A pilot study of add-on oral triheptanoin treatment for children with medically refractory epilepsy

Abstract

Aim: Despite antiepileptic medication and dietary treatment options available about 45% of children with epilepsy still suffer from uncontrolled seizures. Triheptanoin is an anaplerotic treatment designed to improve energy generation via the Krebs cycle.

Method: For the first time, we evaluated the feasibility, tolerability and efficacy of add-on triheptanoin in 12 patients with medically refractory epilepsy (seven males, five females; min–max: 3–18yr, median 13.5 yr).

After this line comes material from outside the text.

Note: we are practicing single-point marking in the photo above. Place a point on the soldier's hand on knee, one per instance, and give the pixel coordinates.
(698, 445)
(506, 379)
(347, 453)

Results: Eight out of a total of 12 children (67%), who tested the treatment, finished the trial and tolerated between 30 and 100 ml of triheptanoin per day for >12 weeks (median 55 ml, 20.5% caloric intake). The most common adverse effects were diarrhea and other gastro-intestinal effects in seven kids. One child experienced leaking and another child had an infected percutaneous endoscopic gastrostomy button. Five children (62.5%), who all had been on the ketogenic diet previously, showed sustained >50% reductions in seizure frequency, including one patient who became seizure free for 30 weeks. Four patients extended their treatment to a total of 201–909 days, until seizure frequency or severity increased.

Interpretation: In this small trial, triheptanoin was safe and tolerable in children with epilepsy. As some children showed reductions in seizure numbers and/or severity, larger randomized controlled studies are now needed for further evaluation of safety and efficacy.